Somewhere in between the more overtly visionary speech by Oregon Governor John Kitzhaber (shorter with few details, befitting an inaugural rather than a state of the state) and the more specific and mostly stay-the-course (with some exceptions) approach of Idaho Governor C.L. "Butch Otter, sits the SoS delivered today by Washington Governor Chris Gregoire.

Like Kitzhaber, she spoke of larger trajectories; like Otter, there was some specificity to approaches. And a large section keyed to the premise, "Now is the time to challenge the status quo."

Here's a key sample:

This session is not just about getting us through this crisis.

It’s also about setting our state on a trajectory that ensures a strong financial foundation for our kids and grandkids. This is a budget and agenda that build the platform for better service and recovery in the years to come.

We need to use this economic crisis to get control of spending in two critical areas — pensions and health care costs.

In the past decade our health care costs doubled to more than $5 billion. In the next biennium alone our pension costs will double.

Every dollar we spend on health care and pensions means we have one fewer dollar to educate our children.

I am proposing we repeal a 1995 law that gave automatic benefit increases to retirees in the old PERS 1 and TRS 1 pension plans.

The pension law was well intended but it carries a staggering price tag and we simply cannot afford to continue it.

Pension reform will save $2 billion over the next four years and more than $11 billion during the next 25 years.

I am proposing we partner with the Center of Innovation at the U.S. Department of Health and Human Services to provide real health care reform as a state. We should set a goal: Keep inflation at 4 percent over the next 10 years. We can save $26 billion while increasing the quality of care.

We must get a grip on these two budget busters. Unless and until we do, we cannot invest like we must in the education of our children.

I have looked at every state program and asked if it can be provided by others, if users should pay for it or if there are better ways to deliver the service.

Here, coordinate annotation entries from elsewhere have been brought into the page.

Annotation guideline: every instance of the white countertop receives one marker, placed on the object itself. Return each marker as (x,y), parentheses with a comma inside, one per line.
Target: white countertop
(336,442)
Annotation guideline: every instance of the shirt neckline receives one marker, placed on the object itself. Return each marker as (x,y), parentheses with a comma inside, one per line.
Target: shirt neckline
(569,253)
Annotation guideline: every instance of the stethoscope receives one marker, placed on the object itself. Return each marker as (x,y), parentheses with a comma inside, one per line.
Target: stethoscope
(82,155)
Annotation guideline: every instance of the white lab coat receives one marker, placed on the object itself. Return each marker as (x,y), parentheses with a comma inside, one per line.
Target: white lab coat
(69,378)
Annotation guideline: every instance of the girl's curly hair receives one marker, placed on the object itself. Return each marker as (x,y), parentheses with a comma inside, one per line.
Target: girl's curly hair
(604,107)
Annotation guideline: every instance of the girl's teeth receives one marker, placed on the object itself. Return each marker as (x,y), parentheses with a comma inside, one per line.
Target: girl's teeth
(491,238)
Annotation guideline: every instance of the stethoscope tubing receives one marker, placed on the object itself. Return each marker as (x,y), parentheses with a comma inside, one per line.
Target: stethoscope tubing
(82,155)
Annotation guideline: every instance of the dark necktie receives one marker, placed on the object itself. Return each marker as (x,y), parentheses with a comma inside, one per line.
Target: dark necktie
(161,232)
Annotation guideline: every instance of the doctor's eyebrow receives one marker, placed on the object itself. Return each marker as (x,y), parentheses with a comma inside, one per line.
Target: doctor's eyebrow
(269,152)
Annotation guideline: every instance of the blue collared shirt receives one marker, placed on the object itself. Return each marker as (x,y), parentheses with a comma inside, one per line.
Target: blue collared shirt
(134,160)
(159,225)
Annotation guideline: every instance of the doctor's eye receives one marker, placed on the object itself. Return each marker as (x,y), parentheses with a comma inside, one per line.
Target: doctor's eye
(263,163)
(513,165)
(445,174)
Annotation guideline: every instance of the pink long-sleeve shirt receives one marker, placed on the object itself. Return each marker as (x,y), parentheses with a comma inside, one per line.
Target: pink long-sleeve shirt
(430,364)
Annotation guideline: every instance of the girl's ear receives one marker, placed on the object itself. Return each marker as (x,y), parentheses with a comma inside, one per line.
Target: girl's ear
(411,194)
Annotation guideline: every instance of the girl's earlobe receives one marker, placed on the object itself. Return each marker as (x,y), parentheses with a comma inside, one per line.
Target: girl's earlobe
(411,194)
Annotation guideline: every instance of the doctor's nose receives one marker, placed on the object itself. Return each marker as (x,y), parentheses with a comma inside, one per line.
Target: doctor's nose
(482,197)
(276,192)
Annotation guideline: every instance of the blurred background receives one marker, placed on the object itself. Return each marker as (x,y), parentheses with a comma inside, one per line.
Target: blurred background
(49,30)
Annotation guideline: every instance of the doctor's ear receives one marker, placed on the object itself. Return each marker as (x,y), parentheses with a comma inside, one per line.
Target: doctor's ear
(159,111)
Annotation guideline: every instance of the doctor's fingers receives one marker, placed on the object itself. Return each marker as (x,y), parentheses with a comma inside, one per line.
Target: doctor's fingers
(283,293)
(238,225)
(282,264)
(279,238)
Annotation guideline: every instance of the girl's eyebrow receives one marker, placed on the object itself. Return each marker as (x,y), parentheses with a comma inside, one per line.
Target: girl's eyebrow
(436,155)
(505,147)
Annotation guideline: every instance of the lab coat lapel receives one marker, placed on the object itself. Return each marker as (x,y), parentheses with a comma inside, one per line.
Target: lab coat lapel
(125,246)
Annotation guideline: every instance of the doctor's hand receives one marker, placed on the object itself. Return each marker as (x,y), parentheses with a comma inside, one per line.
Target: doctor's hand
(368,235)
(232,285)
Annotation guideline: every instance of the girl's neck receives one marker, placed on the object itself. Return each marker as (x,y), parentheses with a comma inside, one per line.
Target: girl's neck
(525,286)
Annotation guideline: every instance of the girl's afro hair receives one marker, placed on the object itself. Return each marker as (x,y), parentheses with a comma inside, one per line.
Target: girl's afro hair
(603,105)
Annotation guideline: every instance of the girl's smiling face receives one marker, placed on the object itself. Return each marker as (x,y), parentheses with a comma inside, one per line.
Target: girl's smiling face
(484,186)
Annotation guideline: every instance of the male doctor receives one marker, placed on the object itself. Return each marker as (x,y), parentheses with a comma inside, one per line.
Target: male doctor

That hard look at what the state is doing, whether in a number of cases it should continue to, sounds quite real. She has some specifics, for example, in approaching that last point: "Why, for instance, do we assume all taxpayers should pay for programs that benefit a few? Should a small business owner in Spokane pay the cost of processing a water right for a landowner in the Yakima Valley? Should a Bellingham family with young kids help pay for the license of an adult family home in Vancouver? And what about our great state parks system. Should those who use the parks pay for their operation and maintenance? Let’s adopt a user pays policy so that when only a few benefit from the service, they pay for it."

Think carefully before you answer, though. The question is sound, but the answers might be more difficult than you think at first. Does business in Spokane have a relationship to regional water rights, even if that business has none? You can easily argue that they do. The Bellingham family with kids probably also has parents who may be headed for adult care. And should those of us who already pay taxes for the upkeep, and claim joint ownership, of public parks, be discouraged from their use by having to pay again when we do?

Fortunately, a legislative session is just where such questions ought to be discussed. Session open.